The review, published in the journal ZooKeys, “provides a window into the age of dinosaurs in Africa,” according to lead author Dr. Nizar Ibrahim, an assistant professor of biology at the University of Detroit Mercy and a visiting researcher at the University of Portsmouth.

About 100 million years ago, the area was home to a vast river system, filled with many different species of aquatic and terrestrial animals. The Kem Kem Group fossils include three of the largest predatory dinosaurs ever known, including the saber-toothed Carcharodontosaurus (over 8m in length with huge jaws and long, jagged teeth up to eight inches long) and Deltadromeus (about 8 m long, a member of the raptor family with long hind limbs and unusually thin for their size), as well as several predatory flying reptiles (pterosaurs) and crocodile-like hunters. Dr. Ibrahim said: “This was possibly the most dangerous place in the history of planet Earth, a place where a human time traveler would not last long.”

Many of the predators relied on an abundant supply of fish, according to co-author Professor David Martill of the University of Portsmouth. He said: “This place was full of absolutely huge fish, including the giant coelacanths and the lungfish.
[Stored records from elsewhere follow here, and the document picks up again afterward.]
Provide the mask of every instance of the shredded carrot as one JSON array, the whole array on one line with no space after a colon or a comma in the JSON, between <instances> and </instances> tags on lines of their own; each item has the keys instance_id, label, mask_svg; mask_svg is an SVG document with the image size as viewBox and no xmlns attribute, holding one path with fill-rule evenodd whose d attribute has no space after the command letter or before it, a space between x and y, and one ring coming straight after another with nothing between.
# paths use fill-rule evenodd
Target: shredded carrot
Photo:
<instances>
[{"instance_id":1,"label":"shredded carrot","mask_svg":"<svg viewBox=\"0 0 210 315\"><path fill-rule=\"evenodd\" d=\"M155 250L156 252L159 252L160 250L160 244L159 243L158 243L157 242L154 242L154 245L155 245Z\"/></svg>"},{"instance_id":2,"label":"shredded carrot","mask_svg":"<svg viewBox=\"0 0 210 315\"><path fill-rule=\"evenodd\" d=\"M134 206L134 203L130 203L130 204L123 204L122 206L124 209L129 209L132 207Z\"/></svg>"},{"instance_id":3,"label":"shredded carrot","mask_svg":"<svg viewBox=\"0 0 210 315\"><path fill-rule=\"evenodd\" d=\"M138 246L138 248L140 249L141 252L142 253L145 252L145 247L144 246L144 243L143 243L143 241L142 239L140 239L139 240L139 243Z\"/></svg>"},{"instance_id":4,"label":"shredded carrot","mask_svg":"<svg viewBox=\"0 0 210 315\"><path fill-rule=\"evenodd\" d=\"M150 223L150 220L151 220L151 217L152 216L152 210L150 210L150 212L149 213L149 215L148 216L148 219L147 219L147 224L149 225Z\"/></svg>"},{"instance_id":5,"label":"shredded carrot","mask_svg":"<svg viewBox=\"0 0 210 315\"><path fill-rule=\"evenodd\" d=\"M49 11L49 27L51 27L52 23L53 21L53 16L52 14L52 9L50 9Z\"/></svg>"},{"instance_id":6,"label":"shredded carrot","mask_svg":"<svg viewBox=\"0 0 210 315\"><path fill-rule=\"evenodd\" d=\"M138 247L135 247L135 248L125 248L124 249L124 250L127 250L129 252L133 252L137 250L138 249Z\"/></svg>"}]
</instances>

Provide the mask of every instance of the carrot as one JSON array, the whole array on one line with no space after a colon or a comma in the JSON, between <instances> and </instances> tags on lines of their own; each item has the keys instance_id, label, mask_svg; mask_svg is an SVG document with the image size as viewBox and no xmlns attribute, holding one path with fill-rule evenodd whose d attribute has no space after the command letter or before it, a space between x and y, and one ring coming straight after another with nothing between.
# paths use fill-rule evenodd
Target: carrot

The coelacanth, for example, is probably four or even five times greater than today’s coelacanth. There’s a huge freshwater saw shark called Onchopristis with the most fearsome rostral teeth, they’re like barbed daggers, but wonderfully brilliant. “

Researchers from the universities of Detroit, Chicago, Montana, Portsmouth (United Kingdom), Leicester (United Kingdom, David Unwin), Casablanca (Morocco) and McGill (Canada), as well as the Museum of Natural History in Paris, have produced the first Detailed report. and fully illustrated account of the fossil-rich scarp, formerly known as the “Kem Kem beds”. The researchers now define this sedimentary package as the Kem Kem Group, which consists of two distinct formations, the Gara Sbaa Formation and the Douira Formation.

To assemble the huge data sets and fossil images, which were originally included in his Ph.D. Thesis, Dr. Ibrahim visited the Kem Kem collections on various continents.
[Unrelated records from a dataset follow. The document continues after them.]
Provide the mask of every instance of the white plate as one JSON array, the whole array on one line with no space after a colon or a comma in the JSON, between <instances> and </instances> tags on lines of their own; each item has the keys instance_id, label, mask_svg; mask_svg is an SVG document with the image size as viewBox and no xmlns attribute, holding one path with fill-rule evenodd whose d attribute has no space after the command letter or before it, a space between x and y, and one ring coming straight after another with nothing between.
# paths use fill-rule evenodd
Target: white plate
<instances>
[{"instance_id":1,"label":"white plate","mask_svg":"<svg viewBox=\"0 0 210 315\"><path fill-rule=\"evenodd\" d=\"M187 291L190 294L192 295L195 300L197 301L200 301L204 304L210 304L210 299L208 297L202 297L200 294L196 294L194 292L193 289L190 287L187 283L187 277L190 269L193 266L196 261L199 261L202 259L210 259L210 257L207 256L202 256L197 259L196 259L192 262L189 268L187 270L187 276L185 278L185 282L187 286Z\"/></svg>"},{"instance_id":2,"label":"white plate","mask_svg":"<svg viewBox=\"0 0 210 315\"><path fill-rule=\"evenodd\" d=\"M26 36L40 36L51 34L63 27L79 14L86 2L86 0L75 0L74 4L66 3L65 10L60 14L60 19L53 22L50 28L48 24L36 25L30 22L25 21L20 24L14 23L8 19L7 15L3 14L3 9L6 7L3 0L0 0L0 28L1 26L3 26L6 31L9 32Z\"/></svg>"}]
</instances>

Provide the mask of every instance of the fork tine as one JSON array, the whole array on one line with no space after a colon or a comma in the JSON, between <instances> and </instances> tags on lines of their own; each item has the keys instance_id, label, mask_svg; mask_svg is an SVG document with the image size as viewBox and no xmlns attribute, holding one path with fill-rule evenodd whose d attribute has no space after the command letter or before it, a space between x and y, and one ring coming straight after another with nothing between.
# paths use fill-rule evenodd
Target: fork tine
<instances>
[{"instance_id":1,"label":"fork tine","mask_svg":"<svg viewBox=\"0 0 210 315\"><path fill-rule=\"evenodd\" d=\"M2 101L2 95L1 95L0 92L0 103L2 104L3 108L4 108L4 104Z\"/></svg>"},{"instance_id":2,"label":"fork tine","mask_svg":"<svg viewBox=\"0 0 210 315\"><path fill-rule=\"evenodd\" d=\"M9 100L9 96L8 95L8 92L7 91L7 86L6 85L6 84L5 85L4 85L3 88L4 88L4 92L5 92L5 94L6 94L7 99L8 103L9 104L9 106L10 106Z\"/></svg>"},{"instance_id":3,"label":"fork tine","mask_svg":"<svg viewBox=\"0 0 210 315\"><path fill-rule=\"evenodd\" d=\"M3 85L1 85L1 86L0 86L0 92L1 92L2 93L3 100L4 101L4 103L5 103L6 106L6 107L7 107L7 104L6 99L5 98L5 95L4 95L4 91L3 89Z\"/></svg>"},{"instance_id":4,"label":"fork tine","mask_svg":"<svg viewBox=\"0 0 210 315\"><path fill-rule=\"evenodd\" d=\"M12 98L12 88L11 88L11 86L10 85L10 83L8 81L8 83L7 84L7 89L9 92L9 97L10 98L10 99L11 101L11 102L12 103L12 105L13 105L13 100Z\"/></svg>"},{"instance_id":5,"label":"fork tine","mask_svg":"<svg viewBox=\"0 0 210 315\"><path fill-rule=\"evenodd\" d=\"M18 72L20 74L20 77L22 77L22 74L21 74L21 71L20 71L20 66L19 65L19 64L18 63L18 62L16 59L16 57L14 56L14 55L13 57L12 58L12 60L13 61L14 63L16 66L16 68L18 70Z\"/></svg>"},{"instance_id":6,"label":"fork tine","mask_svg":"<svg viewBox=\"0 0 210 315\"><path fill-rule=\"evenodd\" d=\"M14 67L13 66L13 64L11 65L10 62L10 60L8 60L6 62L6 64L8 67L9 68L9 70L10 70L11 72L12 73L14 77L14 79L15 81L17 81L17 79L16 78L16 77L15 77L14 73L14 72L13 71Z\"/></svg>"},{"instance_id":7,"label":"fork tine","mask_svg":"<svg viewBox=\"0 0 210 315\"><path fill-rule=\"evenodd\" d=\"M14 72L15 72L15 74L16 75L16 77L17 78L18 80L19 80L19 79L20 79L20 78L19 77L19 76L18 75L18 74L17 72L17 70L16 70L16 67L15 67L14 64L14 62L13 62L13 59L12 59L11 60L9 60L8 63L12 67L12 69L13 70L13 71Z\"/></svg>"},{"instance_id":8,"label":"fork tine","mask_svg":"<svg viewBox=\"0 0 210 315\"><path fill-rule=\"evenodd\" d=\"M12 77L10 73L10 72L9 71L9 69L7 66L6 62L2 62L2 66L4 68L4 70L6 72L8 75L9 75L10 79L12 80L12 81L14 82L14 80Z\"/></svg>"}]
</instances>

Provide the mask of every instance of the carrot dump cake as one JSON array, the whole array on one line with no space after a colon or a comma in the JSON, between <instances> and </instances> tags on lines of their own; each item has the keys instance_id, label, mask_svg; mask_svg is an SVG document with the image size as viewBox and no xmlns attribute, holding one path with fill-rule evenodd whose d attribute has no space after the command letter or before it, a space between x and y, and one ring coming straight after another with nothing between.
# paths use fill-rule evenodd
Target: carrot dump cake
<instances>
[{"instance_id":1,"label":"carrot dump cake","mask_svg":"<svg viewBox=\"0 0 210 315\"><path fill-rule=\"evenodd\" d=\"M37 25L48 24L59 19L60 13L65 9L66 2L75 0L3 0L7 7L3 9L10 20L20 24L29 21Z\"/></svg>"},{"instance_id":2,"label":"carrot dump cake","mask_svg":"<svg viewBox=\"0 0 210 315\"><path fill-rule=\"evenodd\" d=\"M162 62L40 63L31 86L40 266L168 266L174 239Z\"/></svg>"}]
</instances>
Shedding light on Africa’s ancient past is important, says Professor Martill: “This is the most comprehensive work on fossil vertebrates in the Sahara in almost a century, since the famous German paleontologist Ernst Freiherr Stromer von Reichenbach published his last major work in 1936. “

Reference: “Geology and paleontology of the Upper Cretaceous of the Kem Kem Group of eastern Morocco” for further information in the articleNizar Ibrahim, Paul C. Sereno, David J. Varricchio, David M. Martill, Didier B. Dutheil, David M. Unwin , Lahssen Baidder Hans CE Larsson, Samir Zouhri and Abdelhadi Kaoukaya, April 21, 2020, ZooKeys.